Aprirà il 21 ottobre a Palazzo Reale la mostra “Shunga - Arte ed Eros nel Giappone del periodo Edo”, una nuova produzione dedicata all’arte del paese del Sol Levante con la quale gli organizzatori sperano di ripetere il successo di pubblico di “Samurai”, ospitata sempre a Palazzo Reale la scorsa primavera.
Durante l’anno altre grandi mostre sono state dedicate all’arte giapponese o alle influenze del Giappone, come ad esempio Hiroshige a Roma o “Monet e il Giappone.
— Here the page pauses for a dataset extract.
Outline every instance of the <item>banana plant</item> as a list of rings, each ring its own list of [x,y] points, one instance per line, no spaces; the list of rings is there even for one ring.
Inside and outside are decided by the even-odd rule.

Il tempo delle ninfee” a Milano. Oltre naturalmente alle tante mostre e agli eventi meno “maistream” dedicati al Far East che ogni anno vengono organizzati in Italia, segno del grande interesse che abbiamo nei confronti della cultura e del mondo giapponese.
Nello specifico, la mostra milanese è dedicata al periodo Edo (1603-1867) e agli Shunga, bellissime stampe a soggetto erotico della corrente artistica dell’ukiyo-e. Il termine “shunga” significa letteralmente “immagini della primavera” e le stampe costituivano originariamente sia una sorta di utile vademecum per le future spose e le cortigiane, sia un dono per i guerrieri (si credeva che gli Shunga favorissero la vittoria).